During a campaign event in Des Moines, Iowa, 2020 presidential candidate Pete Buttigieg was answering questions submitted by an audience that filled a saloon hall when a question from an 11-year-old girl named Rebecca was pulled. She wanted to know: Did Mayor Pete have any advice about bullying? In a video posted by the Des Moines Register, the former Mayor of South Bend, Indiana, and first openly gay presidential candidate is seen sharing a personal response to Rebecca's question, admitting he'd been bullied himself.
“Part of the advice I’d give is to be willing to talk about it," Buttigieg said, facing towards Rebecca, "So I think you’re leading the way on that. ... Everybody who’s different can be bullied, and the secret is everybody’s different in some way. You have nothing to be ashamed of."
“The person who’s bullying you probably has something a little broken in them,” he continued. “... They want to kind of control a situation because something else in their life isn’t going well, and they don’t feel they have control in a bigger way.”
As Buttigieg was speaking about bullies, someone from the crowd yelled "sounds familiar!"
“I think it really matters that we have a president who doesn’t show that kind of behavior," Buttigieg said in response to the audience member's comment. "It’s one of the reasons I’m running for president.”
President Donald Trump, whose ascent to power and first two years in office has been defined by racist remarks and petty name calling, seems to fit the bill for a bully.
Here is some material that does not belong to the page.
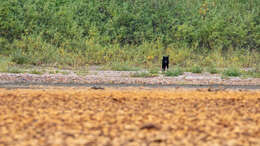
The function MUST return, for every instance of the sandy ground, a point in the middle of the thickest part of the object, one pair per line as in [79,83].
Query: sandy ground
[124,77]
[129,116]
From making fun of a disabled reporter during his 2016 campaign, to calling Latino migrants "animals" in 2018, Trump has used his global platform to punch down at vulnerable people to further his own agenda.
“It’s also a moral office … you want to have leaders — and certainly, want to have a president — who can lead in a way that equips young people to deal with bullying," Buttigieg continued. "Needless to say, we’ve got the opposite of that now.”